邬平安听着外面的热闹, 恍然发现她原来已经来了一年,不知不觉认识了很多人。
她心中生暖,不自觉也受喜庆感染, 唇边含上浅笑, 映照在镜中的眸清温婉,意态有几分春分媚。
等一切准备好,喜婆为她盖上四方鸳鸯布, 唱了许多她听不懂的古词。
黛儿比划告诉她是建邺里成婚的习俗,意为百年好合,只要执念够, 来生还能续前缘。
来生也续缘?
若放在她自幼生活的地方,她或许只会当成美好祈愿,但如今她身处在超自然朝代, 说不定还真会有来生。
邬平安没想到周稷山安排得如此妥帖,抿唇浅笑的眉眼露出很浅的柔婉。
盖完盖头还得赶在吉时背进花轿, 邬平安在这里无父无母,幸好宋岳在,所以他充当邬平安的兄长,将她背进花轿里。
因为巷狭窄,花轿也窄,连抬轿的也只有两位轿夫,所以邬平安坐上去后, 身子闷在里面,无端有种窒息感。

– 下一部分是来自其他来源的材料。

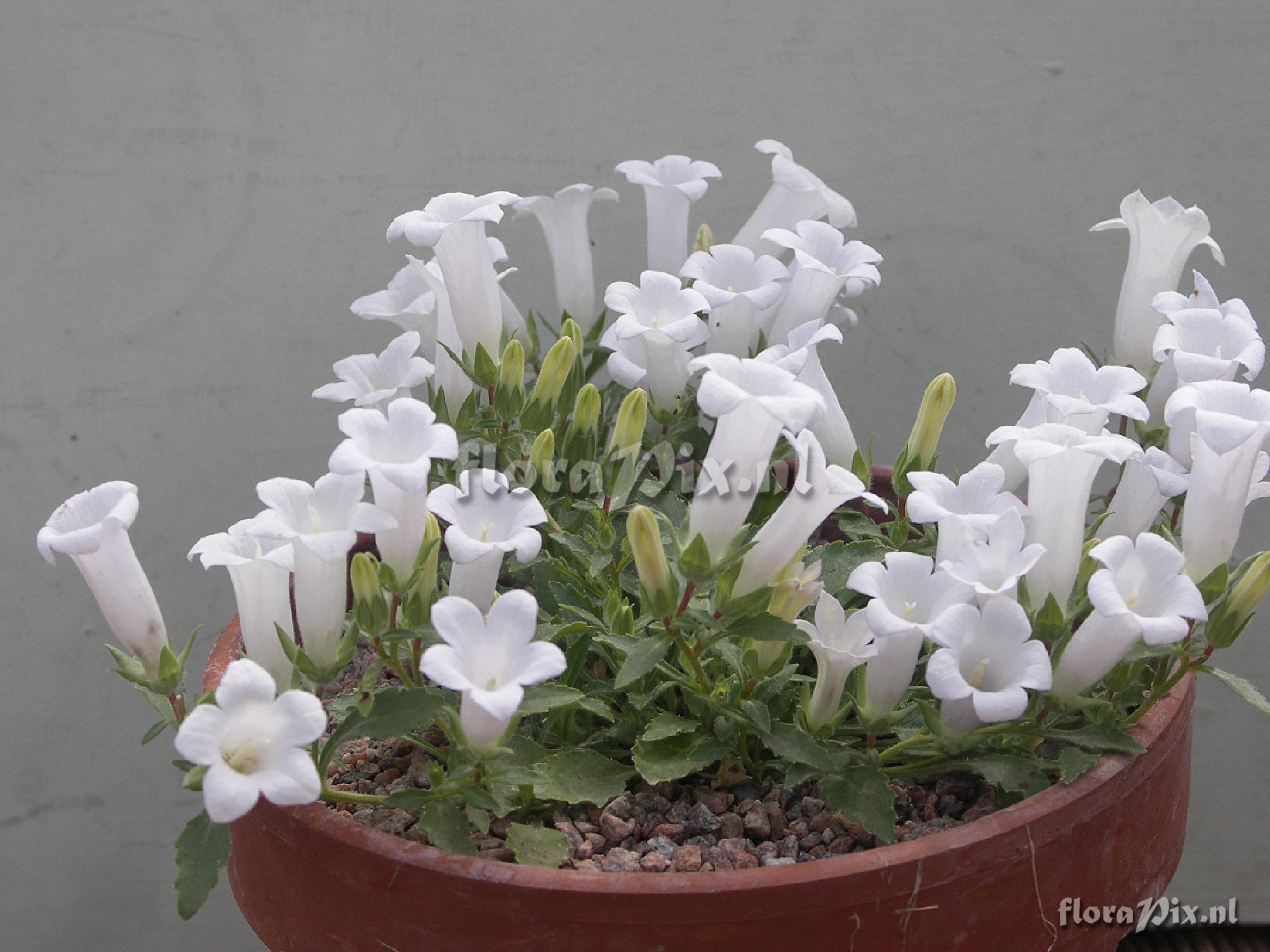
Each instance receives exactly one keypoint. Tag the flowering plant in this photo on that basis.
(667, 557)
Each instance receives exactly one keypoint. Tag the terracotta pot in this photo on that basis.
(312, 880)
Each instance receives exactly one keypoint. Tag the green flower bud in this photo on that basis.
(661, 591)
(934, 412)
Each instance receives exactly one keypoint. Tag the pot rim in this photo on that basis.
(1020, 817)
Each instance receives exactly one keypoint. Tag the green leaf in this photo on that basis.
(862, 794)
(676, 757)
(538, 846)
(448, 828)
(642, 659)
(581, 776)
(203, 850)
(1074, 762)
(1240, 686)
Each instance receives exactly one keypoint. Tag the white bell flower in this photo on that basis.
(261, 574)
(371, 380)
(1062, 463)
(322, 522)
(819, 491)
(490, 661)
(752, 402)
(986, 663)
(397, 453)
(1161, 238)
(487, 521)
(92, 527)
(253, 744)
(796, 195)
(737, 286)
(563, 218)
(1140, 593)
(671, 186)
(840, 644)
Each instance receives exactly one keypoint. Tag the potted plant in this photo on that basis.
(636, 649)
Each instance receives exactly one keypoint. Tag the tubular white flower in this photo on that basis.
(565, 224)
(1161, 238)
(322, 521)
(737, 286)
(840, 644)
(261, 574)
(671, 185)
(1141, 593)
(1145, 487)
(490, 659)
(92, 529)
(802, 357)
(825, 267)
(657, 327)
(794, 196)
(986, 663)
(487, 520)
(751, 402)
(454, 225)
(253, 744)
(370, 380)
(991, 563)
(975, 503)
(397, 453)
(1219, 428)
(819, 491)
(907, 596)
(1062, 463)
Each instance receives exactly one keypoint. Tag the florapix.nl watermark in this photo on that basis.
(1147, 913)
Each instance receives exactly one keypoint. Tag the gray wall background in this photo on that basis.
(192, 194)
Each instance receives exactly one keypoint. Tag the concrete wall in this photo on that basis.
(194, 192)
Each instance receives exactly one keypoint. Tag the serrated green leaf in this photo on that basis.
(538, 846)
(581, 776)
(448, 828)
(862, 794)
(203, 850)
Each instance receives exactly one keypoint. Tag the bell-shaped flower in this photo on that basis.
(907, 596)
(92, 529)
(796, 195)
(261, 574)
(322, 521)
(1200, 345)
(1161, 238)
(1220, 428)
(370, 380)
(825, 267)
(253, 744)
(454, 227)
(991, 563)
(737, 286)
(397, 453)
(752, 402)
(986, 663)
(1071, 390)
(976, 502)
(840, 644)
(819, 491)
(671, 185)
(1140, 593)
(1062, 463)
(651, 340)
(1145, 487)
(490, 659)
(563, 218)
(802, 357)
(487, 521)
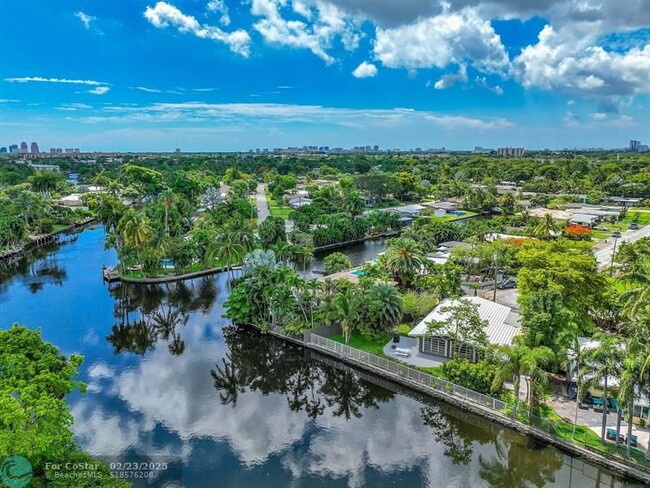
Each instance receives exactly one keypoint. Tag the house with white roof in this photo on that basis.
(501, 329)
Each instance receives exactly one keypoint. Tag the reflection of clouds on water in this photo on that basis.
(178, 393)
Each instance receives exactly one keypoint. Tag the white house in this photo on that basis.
(501, 328)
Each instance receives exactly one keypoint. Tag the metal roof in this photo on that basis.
(498, 331)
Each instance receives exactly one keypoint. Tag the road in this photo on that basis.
(603, 252)
(262, 205)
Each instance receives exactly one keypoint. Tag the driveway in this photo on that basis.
(603, 251)
(262, 205)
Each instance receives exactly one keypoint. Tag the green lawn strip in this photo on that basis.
(376, 347)
(587, 437)
(160, 272)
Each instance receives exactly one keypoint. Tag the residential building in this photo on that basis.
(501, 329)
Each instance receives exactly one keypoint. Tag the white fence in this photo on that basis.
(410, 373)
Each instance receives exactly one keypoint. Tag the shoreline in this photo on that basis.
(42, 240)
(583, 453)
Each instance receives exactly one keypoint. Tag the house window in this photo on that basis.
(435, 345)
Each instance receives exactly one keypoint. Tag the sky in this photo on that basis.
(230, 75)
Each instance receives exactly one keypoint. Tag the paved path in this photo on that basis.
(262, 205)
(603, 252)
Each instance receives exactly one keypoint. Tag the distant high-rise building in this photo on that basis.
(515, 152)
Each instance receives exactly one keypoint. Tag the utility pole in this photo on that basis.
(616, 235)
(496, 273)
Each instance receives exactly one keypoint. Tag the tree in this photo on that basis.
(546, 321)
(521, 361)
(386, 305)
(35, 420)
(403, 260)
(227, 250)
(603, 362)
(135, 230)
(336, 262)
(272, 231)
(345, 311)
(546, 228)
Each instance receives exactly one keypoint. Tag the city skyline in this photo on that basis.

她想要揭开盖头透气,临了又想到周稷山临走前说的那句话。
最终她放下取盖头的手,双手交叠握着通红的柿子等。
花轿抬得很稳,一路吹锣打鼓地抬出狭巷,邬平安听着外面的热闹忍不住想,从今日后她与周稷山将会成为这个异界里,所有人眼中的夫妻。
她感到奇妙,也有些紧张,更多是被喜庆熏染的期待。
周晤虽然是姬府世仆,却另有府邸,所以花轿要从建邺郊外抬进城。
建邺距离东郊有段距离,所以花轿还要抬会儿,邬平安以为花轿是要停在周府门口,没有多想为何只有吹锣打鼓声,没有孩童拦路要喜糖,或是热闹的人群声。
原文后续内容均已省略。